You're happy because you don't know what you're missing.... no more real people in markets. No more "public" in markets. Pros beating each other's brains out! Most hedge funds under-performing S & P by 10%! Do you think Mark Cuban would own the Dallas Mavericks if he began trading in these crap markets?! Remember.... people make money in a casino too ... from time-to-time! LOL
You asking what did the investors do after taking the money (volume) out of the markets ??? Lets put it this way, I have a friend (unemployed) for 8 months that took 250k out of his "investments" and is using the money to survive on and pay down some debt. Basically, in general, the volume (money) is on the sidelines. The volume (money) won't return any time soon in the next several years. FEAR will keep the volume (money in the billions) out of the markets.
i would add uncertainty. fear and uncertainty. even pro's are giving up,cause today markets been driven by fed and politics.not "typical" fundamentals/economy. everyone see same thing-disconnection. we are at all time high,volatility-all time low. is US economy doing better? do we have stellar,solid growth ,that "justify" this bull market? debt problem solved? balanced budget? we got one downgrade already,more to come,if current situation is not solved. it's complete disconnection on every level. this is why so many folks are on sidelines.

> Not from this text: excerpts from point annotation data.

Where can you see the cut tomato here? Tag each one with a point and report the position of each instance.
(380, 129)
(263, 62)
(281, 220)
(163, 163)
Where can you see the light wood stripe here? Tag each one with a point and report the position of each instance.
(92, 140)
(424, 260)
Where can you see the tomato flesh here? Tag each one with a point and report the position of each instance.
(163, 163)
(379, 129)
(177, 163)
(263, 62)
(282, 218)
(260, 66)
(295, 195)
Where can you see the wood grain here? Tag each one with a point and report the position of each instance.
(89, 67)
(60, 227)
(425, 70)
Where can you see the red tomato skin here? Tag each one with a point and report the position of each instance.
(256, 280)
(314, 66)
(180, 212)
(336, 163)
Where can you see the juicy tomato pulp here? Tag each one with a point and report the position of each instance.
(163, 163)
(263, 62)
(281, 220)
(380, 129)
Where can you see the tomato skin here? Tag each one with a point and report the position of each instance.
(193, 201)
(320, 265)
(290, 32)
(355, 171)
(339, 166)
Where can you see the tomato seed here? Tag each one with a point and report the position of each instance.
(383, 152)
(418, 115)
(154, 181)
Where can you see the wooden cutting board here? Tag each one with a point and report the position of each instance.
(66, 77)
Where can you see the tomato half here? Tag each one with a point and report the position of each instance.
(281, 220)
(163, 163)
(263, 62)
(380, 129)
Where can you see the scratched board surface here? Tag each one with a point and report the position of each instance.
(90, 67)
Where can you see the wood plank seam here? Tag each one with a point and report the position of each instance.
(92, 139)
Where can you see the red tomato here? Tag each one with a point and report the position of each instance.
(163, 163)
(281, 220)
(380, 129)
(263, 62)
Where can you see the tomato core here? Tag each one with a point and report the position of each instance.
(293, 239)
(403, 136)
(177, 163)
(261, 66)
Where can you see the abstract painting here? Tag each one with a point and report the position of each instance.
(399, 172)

Agreed, particular attention to the part about today's markets being "driven by the Fed and politics". Never in the 20+ years that I've been involved has it taken such a prolonged center stage. Sure, in years past there was anticipation of Fed meetings, but the markets would still oscillate, react to earnings, react to economic numbers, etc, etc...at this stage, the politicians and central banks serve to inject some heroin into the dying junky to stop him from going into the effects of withdrawal. Once the junky has his shot he just flatlines for weeks at a time, until he goes into fits again. To say that the markets have gone thru this in the past is overstating it. Sure, there have been periods of low volatility, but for different reasons. And looking at a historical chart of the S&P 500 to compare those times to the present is equally misleading. It's the WAY in which the market traded vs the way it currently trades. 2004-06 was bad to an extent, but that was still the infancy of HFT and centrally planned markets. It just set the stage for what was yet to come. Lack of volume speaks volumes (and God knows how much worse it would be without all of the gimmicks associated with churning to front run the next slowest algo).
I didn't say anything about market direction which is an entirely different topic nor does it have anything to do with my replies. Volume and volatility will continue to remain low until investors bring their money back to the markets. As to the overall direction...I'll let the academia and long term investors worry about that.